Not every link posted on Facebook catches my attention, but this one did and I clicked the link. Stop the Mommy Wars is a photo series that celebrates the choices that different families make in raising their children. These moms in Connecticut put aside their personal viewpoints to appreciate what they did have in common – they were all moms who love their children.
Each of the pictures shows two perspectives in parenting styles that have the potential to cause women to take sides, insisting their view is the “healthy” option. Accordingly, each of these women wanted to raise their children well.
I have, sadly, seen many of these pictured battles played out in person. I have been the recipient of cutting remarks about my parenting choices over the years, and I’m betting you have too!

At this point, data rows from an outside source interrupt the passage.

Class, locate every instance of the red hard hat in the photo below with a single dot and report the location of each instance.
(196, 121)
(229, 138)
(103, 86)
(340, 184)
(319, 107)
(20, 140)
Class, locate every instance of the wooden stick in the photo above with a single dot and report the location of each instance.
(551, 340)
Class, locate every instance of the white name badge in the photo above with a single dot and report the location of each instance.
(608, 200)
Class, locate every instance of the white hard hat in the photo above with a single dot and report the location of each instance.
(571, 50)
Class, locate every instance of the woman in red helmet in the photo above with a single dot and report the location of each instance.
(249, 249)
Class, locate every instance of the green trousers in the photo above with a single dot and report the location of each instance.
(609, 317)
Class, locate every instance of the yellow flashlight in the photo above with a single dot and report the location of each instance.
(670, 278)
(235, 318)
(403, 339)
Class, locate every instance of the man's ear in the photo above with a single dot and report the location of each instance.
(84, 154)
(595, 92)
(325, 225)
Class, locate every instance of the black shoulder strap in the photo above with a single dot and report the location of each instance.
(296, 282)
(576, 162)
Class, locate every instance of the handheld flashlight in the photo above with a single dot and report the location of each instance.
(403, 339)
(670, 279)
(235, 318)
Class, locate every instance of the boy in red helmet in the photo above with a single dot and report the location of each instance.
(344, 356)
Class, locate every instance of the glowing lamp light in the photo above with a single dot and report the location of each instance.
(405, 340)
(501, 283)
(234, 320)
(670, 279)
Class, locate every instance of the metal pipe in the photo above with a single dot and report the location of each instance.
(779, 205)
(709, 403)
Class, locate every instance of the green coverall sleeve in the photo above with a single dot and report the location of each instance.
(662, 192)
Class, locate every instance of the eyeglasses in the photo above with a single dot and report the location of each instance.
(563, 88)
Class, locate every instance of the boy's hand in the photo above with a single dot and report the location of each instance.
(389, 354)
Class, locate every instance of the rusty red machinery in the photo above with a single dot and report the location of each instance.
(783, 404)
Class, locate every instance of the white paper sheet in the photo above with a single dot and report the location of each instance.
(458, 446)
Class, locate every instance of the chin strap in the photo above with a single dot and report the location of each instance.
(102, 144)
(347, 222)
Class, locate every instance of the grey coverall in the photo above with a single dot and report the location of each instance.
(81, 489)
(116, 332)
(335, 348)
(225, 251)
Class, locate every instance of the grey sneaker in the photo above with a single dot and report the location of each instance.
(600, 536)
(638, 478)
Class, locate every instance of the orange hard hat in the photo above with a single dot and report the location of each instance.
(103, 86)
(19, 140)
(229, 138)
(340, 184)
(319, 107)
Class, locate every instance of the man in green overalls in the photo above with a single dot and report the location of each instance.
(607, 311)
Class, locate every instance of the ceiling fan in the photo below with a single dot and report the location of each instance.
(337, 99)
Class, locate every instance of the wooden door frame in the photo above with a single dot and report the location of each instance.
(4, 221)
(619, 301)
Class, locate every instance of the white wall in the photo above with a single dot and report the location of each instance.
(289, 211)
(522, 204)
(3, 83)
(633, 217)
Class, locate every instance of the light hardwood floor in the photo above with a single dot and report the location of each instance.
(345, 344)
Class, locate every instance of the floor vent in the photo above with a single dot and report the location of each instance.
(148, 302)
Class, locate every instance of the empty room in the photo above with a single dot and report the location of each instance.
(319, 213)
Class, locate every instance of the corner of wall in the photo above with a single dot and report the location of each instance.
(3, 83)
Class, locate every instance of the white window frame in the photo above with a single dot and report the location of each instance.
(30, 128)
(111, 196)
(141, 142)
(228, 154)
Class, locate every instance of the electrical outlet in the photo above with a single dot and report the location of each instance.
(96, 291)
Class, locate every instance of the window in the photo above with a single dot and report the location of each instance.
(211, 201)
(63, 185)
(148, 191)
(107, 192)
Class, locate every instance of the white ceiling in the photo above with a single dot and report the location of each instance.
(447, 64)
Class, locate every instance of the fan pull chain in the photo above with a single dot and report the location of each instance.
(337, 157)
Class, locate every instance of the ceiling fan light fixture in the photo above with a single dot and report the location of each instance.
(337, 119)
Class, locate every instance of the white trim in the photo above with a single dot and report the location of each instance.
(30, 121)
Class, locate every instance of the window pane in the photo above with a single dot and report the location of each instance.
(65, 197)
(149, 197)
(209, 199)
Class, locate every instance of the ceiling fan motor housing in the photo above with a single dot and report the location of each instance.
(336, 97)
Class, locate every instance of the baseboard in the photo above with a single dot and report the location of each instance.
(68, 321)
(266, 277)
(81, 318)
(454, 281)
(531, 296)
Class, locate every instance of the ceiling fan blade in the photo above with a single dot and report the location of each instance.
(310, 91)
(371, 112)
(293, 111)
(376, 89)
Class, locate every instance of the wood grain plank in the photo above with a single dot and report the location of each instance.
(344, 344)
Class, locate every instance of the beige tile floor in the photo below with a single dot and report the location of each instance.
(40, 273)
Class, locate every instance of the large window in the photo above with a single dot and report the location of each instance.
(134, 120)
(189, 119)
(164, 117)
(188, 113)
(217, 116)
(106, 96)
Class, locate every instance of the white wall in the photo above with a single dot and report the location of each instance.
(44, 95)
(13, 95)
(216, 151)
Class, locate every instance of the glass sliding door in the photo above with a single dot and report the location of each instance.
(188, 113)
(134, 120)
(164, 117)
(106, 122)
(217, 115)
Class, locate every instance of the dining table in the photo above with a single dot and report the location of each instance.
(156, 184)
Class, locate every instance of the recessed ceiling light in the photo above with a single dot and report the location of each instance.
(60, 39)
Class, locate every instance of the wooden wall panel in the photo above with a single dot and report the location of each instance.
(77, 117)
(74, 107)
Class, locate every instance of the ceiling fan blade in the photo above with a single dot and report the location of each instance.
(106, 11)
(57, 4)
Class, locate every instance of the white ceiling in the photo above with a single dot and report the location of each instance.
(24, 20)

The truth, for all women, is that most of the decisions we made BEFORE KIDS were altered AFTER KIDS and continually adjusted with each child we bore. I didn’t repeat the mistakes of my mother (one of my goals). Instead, I made a whole set of new ones–with each child.
Nearly every mother I speak to wishes they could undo some of their mistakes or make different choices based on what we know now. Any review of parenting books and articles over the past few decades shows how fickle parenting experts are.
When my first grandchild was due, I went to a grandparenting class. I flunked. I took the pretest and answered the questions based on how we were told by experts to treat babies – and how I treated mine. What was encouraged and accepted then (side sleeping–never allow baby to sleep on back, powdering babies, baby bed bumper pads, walkers with wheels, peanut butter, etc.) were all forbidden now.
Today’s pendulum will surely swing again, and again, and again.
And this applies to grandparents, too! My children have vastly different parenting techniques. I try hard to support them in their quest to raise their children, adjusting to their methods. Will they make mistakes? Definitely. So did I. But my grandchildren are loved, they know it, and my children are doing the best they can using the advice given them. They are parenting their children their way – which is the same thing I wanted to do.
What I appreciated about these women in Connecticut was their willingness to encourage and not judge. What if more moms chose to encourage rather than point out flaws in each other? In these times, we could all use someone who does that – whether it is about our parenting or not.